Nigeria commercial center Lagos
A partial view of the commercial center in downtown Ikeja, Lagos, Nigeria. The fall in global oil prices has taken its toll on the Nigerian economy. Photo: European Pressphoto Agency

Economic output is expected to grow by 4% across the region in 2015, the World Bank said in its biannual economy report “Africa Pulse,” significantly below the historic average of 4.4%. While that is still well above the global economy average, seen by the World Bank at 2.9% for 2015, the decline highlights how vulnerable the world’s second-fastest growing region is, both from trouble at home and abroad. Growth will pick up in sub-Saharan Africa in 2016 to reach 4.5%, but only “gradually,” the report said. And risks are on the downside.

“On the domestic front, a new generation of violent conflict poses security risks with the potential to undermine development gains; and the Ebola epidemic serves to highlight the pre-existing weaknesses in the health systems of much of the continent and the potential for systemic risks from communicable diseases,” the report said. It added that “on the external front, a sharper-than-expected slowdown in China, a further decline in oil prices, and a sudden deterioration in global liquidity conditions are the main risks.”

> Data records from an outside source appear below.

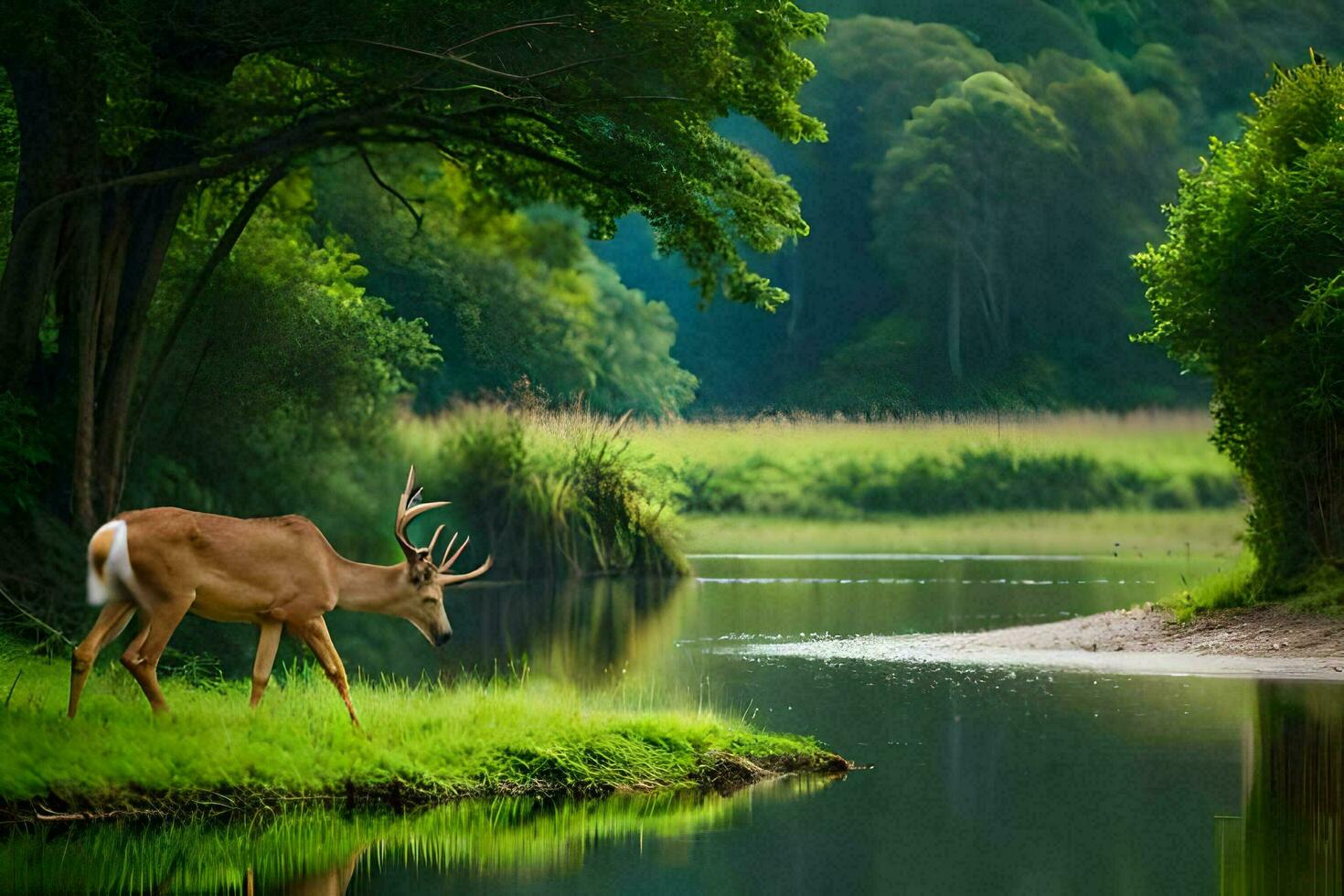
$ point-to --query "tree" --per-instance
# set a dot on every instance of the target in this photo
(507, 294)
(1249, 288)
(125, 108)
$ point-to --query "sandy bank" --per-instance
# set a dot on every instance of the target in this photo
(1258, 643)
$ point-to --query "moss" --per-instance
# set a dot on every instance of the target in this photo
(418, 744)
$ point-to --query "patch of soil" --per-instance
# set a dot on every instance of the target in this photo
(720, 772)
(1257, 632)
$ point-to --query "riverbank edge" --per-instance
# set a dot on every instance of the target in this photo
(720, 773)
(1258, 632)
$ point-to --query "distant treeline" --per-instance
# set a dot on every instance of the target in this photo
(991, 168)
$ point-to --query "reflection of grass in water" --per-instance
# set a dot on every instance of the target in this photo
(483, 738)
(1292, 836)
(517, 836)
(1148, 532)
(585, 630)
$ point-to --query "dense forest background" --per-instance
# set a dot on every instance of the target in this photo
(991, 168)
(987, 175)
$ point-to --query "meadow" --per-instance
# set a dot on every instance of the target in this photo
(292, 847)
(814, 466)
(418, 743)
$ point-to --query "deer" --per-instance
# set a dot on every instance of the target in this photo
(279, 574)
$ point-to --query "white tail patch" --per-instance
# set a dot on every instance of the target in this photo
(116, 570)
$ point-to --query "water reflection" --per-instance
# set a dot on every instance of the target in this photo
(1290, 837)
(325, 852)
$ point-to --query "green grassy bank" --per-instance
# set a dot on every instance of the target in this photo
(297, 849)
(1128, 534)
(418, 744)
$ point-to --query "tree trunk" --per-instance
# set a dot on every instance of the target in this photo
(100, 257)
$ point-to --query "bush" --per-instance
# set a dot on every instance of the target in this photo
(1249, 288)
(22, 455)
(548, 492)
(968, 481)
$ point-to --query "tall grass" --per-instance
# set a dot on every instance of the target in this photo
(549, 492)
(816, 468)
(477, 736)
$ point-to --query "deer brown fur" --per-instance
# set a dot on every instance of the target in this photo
(276, 572)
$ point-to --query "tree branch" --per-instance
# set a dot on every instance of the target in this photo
(383, 185)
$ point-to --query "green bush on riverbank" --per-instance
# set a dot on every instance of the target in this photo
(421, 743)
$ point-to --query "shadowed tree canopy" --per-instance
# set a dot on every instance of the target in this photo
(128, 106)
(1249, 288)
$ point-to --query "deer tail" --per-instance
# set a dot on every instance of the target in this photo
(109, 563)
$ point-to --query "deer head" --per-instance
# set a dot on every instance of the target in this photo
(421, 597)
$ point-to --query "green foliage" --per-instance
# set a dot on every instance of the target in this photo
(976, 480)
(548, 493)
(507, 294)
(1047, 297)
(476, 738)
(840, 469)
(22, 455)
(538, 108)
(1247, 288)
(286, 364)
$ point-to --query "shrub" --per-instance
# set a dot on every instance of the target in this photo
(1249, 288)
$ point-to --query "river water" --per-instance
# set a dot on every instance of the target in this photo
(984, 779)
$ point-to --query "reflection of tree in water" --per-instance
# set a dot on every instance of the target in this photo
(322, 850)
(1292, 837)
(578, 629)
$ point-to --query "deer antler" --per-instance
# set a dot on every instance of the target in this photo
(406, 512)
(465, 577)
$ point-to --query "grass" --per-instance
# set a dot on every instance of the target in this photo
(417, 743)
(1321, 590)
(1098, 532)
(818, 468)
(551, 492)
(271, 853)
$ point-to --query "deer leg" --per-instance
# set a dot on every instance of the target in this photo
(266, 647)
(142, 657)
(320, 643)
(112, 621)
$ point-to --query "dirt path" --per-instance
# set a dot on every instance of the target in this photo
(1265, 641)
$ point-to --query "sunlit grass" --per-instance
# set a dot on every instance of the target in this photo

Some African nations are feeling the pain a lot more. The report singles out Angola and the Republic of Congo as economies that are so reliant on oil exports they have nowhere to seek refuge in this phase of low global oil prices. Sub-Saharan Africa as a whole is a net exporter of oil and other commodities. The double-whammy of falling fuel prices and the end of the so-called “commodity super-cycle”–a period that started in 2000 marked by extraordinary demand for commodities fueled by China’s rapid expansion—are hitting the region.

Still, economies that are better-diversified and especially net oil importers, may even gain from this rut, most notably East Africa’s economic powerhouse, Kenya, and West Africa’s Senegal, the report said.

The immediate pressure to take action to stem the losses from the oil-price plunge has fallen on central banks—for example, in Nigeria and Angola central banks had to hike rates and take extraordinary actions to control their free-falling currencies.